The company went into administration in May 2021, with the initial administrator’s report showing farming businesses accounted for more than one-third of 166 unsecured creditors owed more than £6m.
See also: Administrators’ report reveals devastation of grain trade failure
Some were owed well into six figures for grain and other crops they had supplied.
Morpeth-based farmer co-op North East Grains received a cheque this week for £842 of the £46,000 it was owed for crops.
Managing director Matthew Curry said: “We took a hit as unsecured creditors, but the situation is horrendous for individual farmers who supplied the Inglis business.
“They have been out of pocket for the grain they supplied for more than two years now, and the knock-on effect of that, combined with everything else that has happened over the past two years and the rise in input costs, makes things desperate for some of them.
“In our industry trust is so important, but contracts are imperative now. All that some of those farmers had was a weigh ticket and that doesn’t prove ownership.”
Storage issues
In addition to the money owed for crops sold to Alexander Inglis & Son, many farmers, co-ops and merchants had their own grain stored with the business, which became the subject of a complex set of claims and hearings before some of it was released by court order.

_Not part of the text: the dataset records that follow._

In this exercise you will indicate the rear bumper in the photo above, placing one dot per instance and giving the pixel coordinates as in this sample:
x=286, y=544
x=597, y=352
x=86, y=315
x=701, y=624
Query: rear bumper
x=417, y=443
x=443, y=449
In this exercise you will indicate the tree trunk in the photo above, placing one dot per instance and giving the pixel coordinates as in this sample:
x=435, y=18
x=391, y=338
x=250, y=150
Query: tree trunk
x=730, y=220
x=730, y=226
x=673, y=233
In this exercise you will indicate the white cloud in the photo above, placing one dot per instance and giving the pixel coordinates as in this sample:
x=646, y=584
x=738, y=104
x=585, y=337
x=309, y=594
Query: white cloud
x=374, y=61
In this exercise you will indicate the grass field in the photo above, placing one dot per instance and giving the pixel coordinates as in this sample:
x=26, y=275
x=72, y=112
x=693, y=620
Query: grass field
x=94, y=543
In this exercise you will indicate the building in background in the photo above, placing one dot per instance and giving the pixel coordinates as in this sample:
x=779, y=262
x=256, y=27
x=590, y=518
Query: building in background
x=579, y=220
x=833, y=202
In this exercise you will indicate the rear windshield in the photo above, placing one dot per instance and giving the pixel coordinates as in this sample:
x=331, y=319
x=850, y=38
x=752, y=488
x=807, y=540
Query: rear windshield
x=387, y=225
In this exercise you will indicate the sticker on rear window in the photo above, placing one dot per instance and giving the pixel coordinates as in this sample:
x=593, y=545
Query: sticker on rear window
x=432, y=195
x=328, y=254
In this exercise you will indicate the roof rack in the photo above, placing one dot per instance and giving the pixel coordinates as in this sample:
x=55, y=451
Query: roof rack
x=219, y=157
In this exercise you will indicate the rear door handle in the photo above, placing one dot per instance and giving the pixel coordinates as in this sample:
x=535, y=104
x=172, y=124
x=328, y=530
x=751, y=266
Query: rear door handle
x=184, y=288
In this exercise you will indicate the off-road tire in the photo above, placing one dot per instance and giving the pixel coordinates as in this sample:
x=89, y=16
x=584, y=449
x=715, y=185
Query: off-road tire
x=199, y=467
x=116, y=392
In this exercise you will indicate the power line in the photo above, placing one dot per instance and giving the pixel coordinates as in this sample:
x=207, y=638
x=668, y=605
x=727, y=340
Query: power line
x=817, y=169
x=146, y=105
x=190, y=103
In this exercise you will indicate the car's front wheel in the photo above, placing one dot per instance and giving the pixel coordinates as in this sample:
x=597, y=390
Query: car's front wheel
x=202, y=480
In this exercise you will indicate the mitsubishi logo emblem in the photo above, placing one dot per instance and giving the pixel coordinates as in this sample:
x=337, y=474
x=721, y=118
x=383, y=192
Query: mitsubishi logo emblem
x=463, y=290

There were also multi-million pound claims by customers who had bought grain from the business, but which had not yet been supplied.
North East Grains, which in late 2021 added 40,000t to its capacity through the purchase of the former Inglis store at Swarland, spent thousands of pounds on legal fees in trying to get court orders to compel the administrators to release stored grain.
A further knock-on effect of the Inglis administration is that the co-op’s grain insurance costs have tripled.
Unsecured creditors had been told to expect to recover about 9p in the pound, with the most recent administrators’ report (May 2023) estimating that a maximum potential payout of about £600,000 would be available for them.
Among the farmer creditors, 23 businesses were owed more than £50,000, and their claims alone totalled £2.924m. Several were owed more than £100,000 and some more than £200,000.
Arrests related to Alexander Inglis & Son grain business
Four people have been arrested in relation to the collapse of Alexander Inglis & Son.
Responding recently to an inquiry from Farmers Weekly, a Police Scotland spokesman said: “Three men aged 75, 48 and 49 years, and a 76-year-old woman have been arrested in connection with a fraud following a police enquiry relating to a business registered in the Ormiston area of East Lothian.”
A report is to be submitted to the procurator fiscal, the Scottish equivalent of the Crown Prosecution Service.